Major museum solo exhibitions have taken place at The Hague Museum of Photography, Musée de l’Elysée in Lausanne, Ludwig Museum in Budapest, Fotografiska in Stockholm,  MAXXI in Rome and the Institute of Modern Art Brisbane, among others. Hugo has participated in numerous group exhibitions at institutions including Tate Modern, the Folkwang Museum, Fundação Calouste Gulbenkian, and the São Paulo Bienal. His work is represented in prominent public and private collections, among them the Museum of Modern Art, V&A Museum, San Francisco Museum of Modern Art, Metropolitan Museum of Modern Art, J Paul Getty Museum, Walther Collection, Deutsche Börse Group, Folkwang Museum and Huis Marseille. Hugo received the Discovery Award at the Rencontres d’Arles Festival and the KLM Paul Huf Award in 2008, the Seydou Keita Award at the Rencontres de Bamako African Photography Biennial in 2011, and was shortlisted for the Deutsche Börse Photography Prize 2012.




Zarina Bhimji


Zarina Bhimji was born in Mbarara, Uganda in 1963 to Indian parents and moved to Britain in 1974, two years after the expulsion of Uganda’s Asian community in the Idi Amin era. She is a photographer and film maker working in London and Berlin.

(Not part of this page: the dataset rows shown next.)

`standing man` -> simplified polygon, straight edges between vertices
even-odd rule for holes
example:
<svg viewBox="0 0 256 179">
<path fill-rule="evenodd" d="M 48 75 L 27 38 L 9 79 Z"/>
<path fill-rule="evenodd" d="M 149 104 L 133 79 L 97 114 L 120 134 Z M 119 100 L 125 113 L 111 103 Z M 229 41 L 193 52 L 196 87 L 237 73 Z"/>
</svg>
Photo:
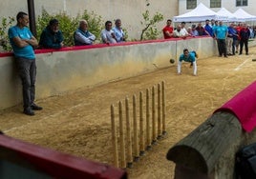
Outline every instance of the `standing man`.
<svg viewBox="0 0 256 179">
<path fill-rule="evenodd" d="M 196 62 L 196 57 L 197 57 L 197 53 L 196 51 L 191 51 L 189 52 L 187 49 L 183 50 L 183 53 L 181 54 L 180 59 L 178 61 L 178 74 L 181 74 L 181 64 L 182 61 L 184 62 L 189 62 L 191 63 L 190 67 L 193 66 L 193 75 L 196 76 L 197 75 L 197 62 Z"/>
<path fill-rule="evenodd" d="M 8 35 L 13 49 L 18 73 L 22 81 L 23 112 L 34 115 L 34 110 L 42 109 L 34 104 L 36 64 L 33 47 L 37 40 L 28 28 L 29 15 L 23 11 L 16 16 L 17 24 L 9 29 Z"/>
<path fill-rule="evenodd" d="M 63 34 L 58 29 L 58 20 L 52 19 L 41 33 L 39 46 L 43 49 L 59 50 L 64 47 Z"/>
<path fill-rule="evenodd" d="M 205 31 L 207 31 L 208 35 L 210 35 L 211 37 L 213 36 L 213 30 L 208 19 L 205 21 L 204 30 Z"/>
<path fill-rule="evenodd" d="M 250 31 L 248 26 L 245 23 L 243 24 L 243 28 L 240 30 L 240 52 L 239 54 L 243 53 L 243 48 L 245 44 L 245 54 L 248 55 L 248 40 L 250 36 Z"/>
<path fill-rule="evenodd" d="M 162 29 L 163 38 L 168 39 L 173 37 L 173 27 L 172 20 L 168 19 L 166 22 L 166 26 Z"/>
<path fill-rule="evenodd" d="M 214 28 L 214 35 L 218 43 L 219 57 L 222 57 L 224 54 L 224 56 L 227 58 L 226 45 L 225 45 L 225 39 L 227 36 L 227 28 L 226 26 L 223 25 L 223 21 L 220 21 L 219 26 Z"/>
<path fill-rule="evenodd" d="M 117 19 L 115 21 L 115 25 L 116 25 L 116 27 L 113 28 L 113 31 L 115 32 L 117 42 L 117 43 L 125 42 L 124 32 L 123 32 L 122 28 L 121 28 L 121 20 Z"/>
<path fill-rule="evenodd" d="M 229 27 L 227 28 L 227 37 L 226 37 L 226 51 L 227 55 L 234 55 L 235 51 L 233 50 L 233 39 L 236 36 L 236 30 L 234 29 L 234 24 L 230 23 Z"/>
<path fill-rule="evenodd" d="M 74 33 L 75 46 L 92 45 L 96 40 L 96 35 L 88 30 L 88 23 L 82 19 L 78 29 Z"/>
</svg>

Zarina Bhimji was educated at Leicester Polytechnic (1982 – 1983), Goldsmith's College (1983 – 1986) and  Slade School of Fine Art, University College London (1987 – 1989).  Following a post-graduate program, she became an Artist in Residence at Darwin College in Cambridge.

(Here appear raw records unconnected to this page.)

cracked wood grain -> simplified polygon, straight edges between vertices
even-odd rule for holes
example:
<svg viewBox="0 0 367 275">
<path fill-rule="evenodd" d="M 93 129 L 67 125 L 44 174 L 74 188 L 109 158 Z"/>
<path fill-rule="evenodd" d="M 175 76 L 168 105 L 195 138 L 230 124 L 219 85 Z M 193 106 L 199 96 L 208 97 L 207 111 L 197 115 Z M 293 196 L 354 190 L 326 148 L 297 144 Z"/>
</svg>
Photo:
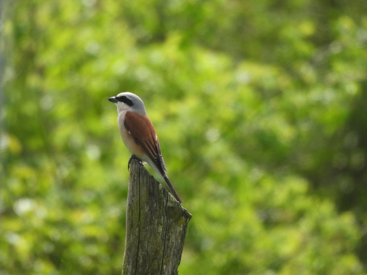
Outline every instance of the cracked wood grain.
<svg viewBox="0 0 367 275">
<path fill-rule="evenodd" d="M 177 275 L 192 215 L 136 160 L 131 162 L 123 275 Z"/>
</svg>

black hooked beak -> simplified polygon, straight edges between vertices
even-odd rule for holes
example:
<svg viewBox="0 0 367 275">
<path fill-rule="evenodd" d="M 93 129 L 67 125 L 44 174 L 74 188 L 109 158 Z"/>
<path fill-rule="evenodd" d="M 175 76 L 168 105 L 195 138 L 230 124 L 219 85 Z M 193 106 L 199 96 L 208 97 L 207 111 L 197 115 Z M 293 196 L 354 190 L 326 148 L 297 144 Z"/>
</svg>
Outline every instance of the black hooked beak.
<svg viewBox="0 0 367 275">
<path fill-rule="evenodd" d="M 110 98 L 108 99 L 108 100 L 109 101 L 110 101 L 111 102 L 113 102 L 114 103 L 119 102 L 119 100 L 116 98 L 116 96 L 112 96 L 112 98 Z"/>
</svg>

In her works, she intermingles reflections on colonialism, global migration, diaspora, persecutions through images referring to cultural memory like dilapidated architectures, abandoned interior spaces and personal narrative. India and East Africa are her sources for inspirations and in Out of the Blue commissioned and produced by Documenta 11 in 2002, she returned to Uganda to film the ruins left by Idi Amin's reign of terror. Yellow Patch (2011) was inspired by trade and migration across the Indian Ocean and communicates the same aura of decay and abandonment. She was nominated for the Turner Prize in 2007 and was the subject of a mid-career retrospective tracing 25 years of her work at Whitechapel Gallery in 2012.